One major source of the early photo-books published by Yanguangshi was the imperial art collection that he accessed through borrowing from the emperor's relatives and Chen Baochen. His clients and collaborators included a lot of the famous collectors including Zhang Daqian, as well as many leading Manchu intellectuals and aristocrats such as Puru at the time because of his former tenure as an instructor in the academy.

===Political career===
In 1924, when Tong's old friend from Fuzhou, Zheng Xiaoxu was appointed as the minister of Household Department of Puyi, he recruited Tong to work as his chief of operation at the Imperial Household Department.
His honesty and integrity in this short post was mentioned by the Emperor's Tutor, Reginald Johnston in his book, Twilight in The Forbidden City. Tong was tasked to clean up the administration and root out corruption within the Forbidden City. After Puyi was expelled from Forbidden City to exile in Zhang Yuan, Tianji, Tong moved the family to Tianjin and later to Changchun. Once Manchuguo started, he became chief of security (a three-star general ranked position) in the Imperial Household Department. Within the court, Tong was known for this anti-Japanese stance within the court of Puyi. (Secretly, two of his sons joined underground Chinese Communist Party to fight the Japanese). Tong established the Hujun, the elite guard division separated from the Japanese controlled military and tried to build up a military core that would be loyal to Puyi. However, this effort ran afoul with the Japanese military who only wanted to keep Puyi as their puppet emperor. The Kwantung Army plotted an incident when several Japanese and Korean army staff members in civilian clothes incited a fight with off-duty Hujun members. One of the Japanese officers was injured, and the Japanese military police arrested the involved Hujun soldiers. Using the incident as an excuse, Kwantung Army pushed Puyi to relieve Tong from the Chief of Security post, thus stripping his command over Hujun. Hujun was also merged into the Japanese controlled military.

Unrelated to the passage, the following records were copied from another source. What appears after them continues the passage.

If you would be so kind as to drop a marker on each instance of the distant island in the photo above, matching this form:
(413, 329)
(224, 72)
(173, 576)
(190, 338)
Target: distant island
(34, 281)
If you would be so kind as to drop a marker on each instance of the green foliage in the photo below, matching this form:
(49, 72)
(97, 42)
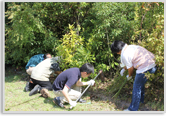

Later, Puyi appointed Tong to be chief of Imperial Attendants (近侍处长). Tong died in 1943 in Changchun.

==Family==
Tong Jixu's wife (née Zhao) was also from a Fuzhou Manchu family. Unlike most of the prominent Chinese at the time, Tong never had any concubine, and the couple had a very happy relationship throughout their lives. They had five sons and two daughters.
His eldest son, Tong Zhishu (1909–1987), later ran the family business, Yanguangshi, after Tong joined the emperor's court. His second and third son both obtained college degrees from Japan. His third son, Tong Zhishan, married a Japanese woman against the family wish when he studied in the Imperial Japanese Naval Academy. He was a naval captain who fought the Russian Red Army at the northern border of Heilongjiang. After he lost one eye in an Ussuri River gun boat battle, he became an instructor in the Manchuguo Army Academy. Secretly, he joined the Chinese Communist Party Secret Service and worked with Shi Di and Zhang Weixian to establish an underground CCP branch and recruited several of his student cadets, including his own youngest brother. Tong Zhishan died in 1947 during the Chinese civil war, probably because his CCP identity was betrayed to the Chinese Nationalist. Tong Jixu's youngest son, known as Zhao Tong, (he changed his last name while working as an underground revolutionary and never changed back), became an educator after he retired from the military post. Zhao Tong was the vice president (provost) of two medical universities, Xinjiang Medical University and Guangxi Medical University. He committed suicide during the cultural revolutions in Nanning, Guangxi.